I have a df:
Value1 Value2 1 2 3
1 A 0 1 2
2 B 3 4 5
3 C 2 2 2
I want to perform sumproduct between the rows and the columns 1 2 3:
Value1 Value2 1 2 3 sumproduct
1 A 0 1 2 8 = 0*1 + 1*2 + 2*3
2 B 3 4 5 26 = 3*1 + 4*2 + 5*3
3 C 2 2 2 12 = 2*1 + 2*2 + 2*3
I've tried (df.values*df.columns.values).sum(1)

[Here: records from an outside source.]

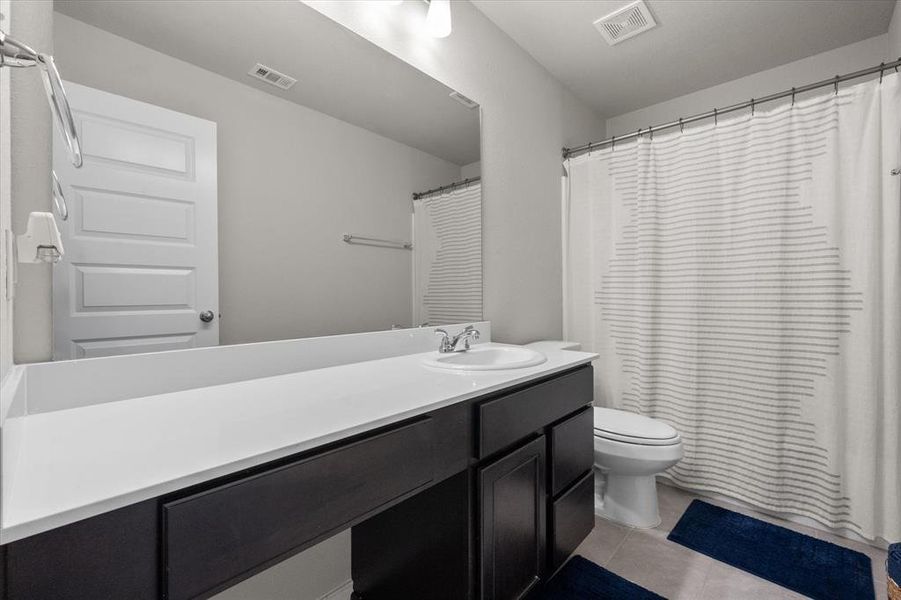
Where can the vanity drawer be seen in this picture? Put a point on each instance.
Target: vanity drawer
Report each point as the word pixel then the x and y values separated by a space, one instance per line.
pixel 572 519
pixel 218 537
pixel 508 419
pixel 572 449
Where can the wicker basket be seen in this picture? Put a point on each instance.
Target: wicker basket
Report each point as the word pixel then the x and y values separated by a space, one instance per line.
pixel 894 590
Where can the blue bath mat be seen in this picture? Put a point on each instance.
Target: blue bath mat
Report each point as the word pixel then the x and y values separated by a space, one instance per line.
pixel 793 560
pixel 581 579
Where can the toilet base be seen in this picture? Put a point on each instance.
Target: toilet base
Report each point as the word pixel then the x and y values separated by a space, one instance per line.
pixel 629 500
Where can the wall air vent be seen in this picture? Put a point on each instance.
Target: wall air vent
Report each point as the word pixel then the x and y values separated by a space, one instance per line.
pixel 626 22
pixel 271 76
pixel 463 100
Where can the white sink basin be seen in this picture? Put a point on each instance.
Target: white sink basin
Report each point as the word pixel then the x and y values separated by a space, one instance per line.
pixel 486 357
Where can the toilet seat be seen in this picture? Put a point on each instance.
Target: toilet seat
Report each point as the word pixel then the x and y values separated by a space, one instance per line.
pixel 632 428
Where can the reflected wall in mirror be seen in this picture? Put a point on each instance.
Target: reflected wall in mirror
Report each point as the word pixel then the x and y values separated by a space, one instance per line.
pixel 228 186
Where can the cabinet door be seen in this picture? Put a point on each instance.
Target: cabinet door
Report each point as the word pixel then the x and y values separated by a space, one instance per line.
pixel 512 522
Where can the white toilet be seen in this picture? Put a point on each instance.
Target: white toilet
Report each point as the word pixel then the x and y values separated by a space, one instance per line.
pixel 629 451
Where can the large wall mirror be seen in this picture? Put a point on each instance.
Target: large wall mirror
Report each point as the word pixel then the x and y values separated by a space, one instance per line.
pixel 253 171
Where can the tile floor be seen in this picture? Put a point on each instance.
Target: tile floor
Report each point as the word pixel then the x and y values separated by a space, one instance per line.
pixel 647 558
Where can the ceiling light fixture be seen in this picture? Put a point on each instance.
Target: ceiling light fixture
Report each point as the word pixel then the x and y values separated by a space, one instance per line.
pixel 438 19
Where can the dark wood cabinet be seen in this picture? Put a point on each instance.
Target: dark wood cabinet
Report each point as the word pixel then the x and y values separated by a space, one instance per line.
pixel 479 499
pixel 571 445
pixel 571 520
pixel 221 535
pixel 512 523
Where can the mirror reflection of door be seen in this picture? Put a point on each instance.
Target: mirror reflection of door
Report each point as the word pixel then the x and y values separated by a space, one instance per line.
pixel 140 273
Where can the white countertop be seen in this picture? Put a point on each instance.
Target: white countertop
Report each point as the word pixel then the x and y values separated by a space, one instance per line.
pixel 71 464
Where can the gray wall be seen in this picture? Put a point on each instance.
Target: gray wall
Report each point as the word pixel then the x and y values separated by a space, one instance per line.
pixel 31 128
pixel 6 312
pixel 894 33
pixel 846 59
pixel 291 181
pixel 527 116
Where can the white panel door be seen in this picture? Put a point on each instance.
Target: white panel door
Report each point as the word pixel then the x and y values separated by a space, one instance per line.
pixel 141 262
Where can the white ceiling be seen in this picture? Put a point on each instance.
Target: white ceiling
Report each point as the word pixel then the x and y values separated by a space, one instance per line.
pixel 696 44
pixel 339 73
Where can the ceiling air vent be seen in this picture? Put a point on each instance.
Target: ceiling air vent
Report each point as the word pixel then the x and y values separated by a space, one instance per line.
pixel 626 22
pixel 463 100
pixel 272 76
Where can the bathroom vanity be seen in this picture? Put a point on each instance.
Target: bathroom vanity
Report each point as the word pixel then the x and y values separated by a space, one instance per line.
pixel 455 484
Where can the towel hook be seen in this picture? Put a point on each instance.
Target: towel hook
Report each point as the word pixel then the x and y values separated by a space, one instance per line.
pixel 59 199
pixel 16 54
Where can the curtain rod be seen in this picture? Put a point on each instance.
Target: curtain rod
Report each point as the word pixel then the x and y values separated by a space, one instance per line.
pixel 444 188
pixel 579 150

but then I need to drop Value1
and Value2
columns first. Is there a better approach?
Many thanks!
Use DataFrame. groupby(). sum() to group rows based on one or multiple columns and calculate sum agg function. groupby() function returns a DataFrameGroupBy object which contains an aggregate function sum() to calculate a sum of a given column for each group.
To sum pandas DataFrame columns (given selected multiple columns) using either sum() , iloc[] , eval() and loc[] functions. Among these pandas DataFrame. sum() function returns the sum of the values for the requested axis, In order to calculate the sum of columns use axis=1 .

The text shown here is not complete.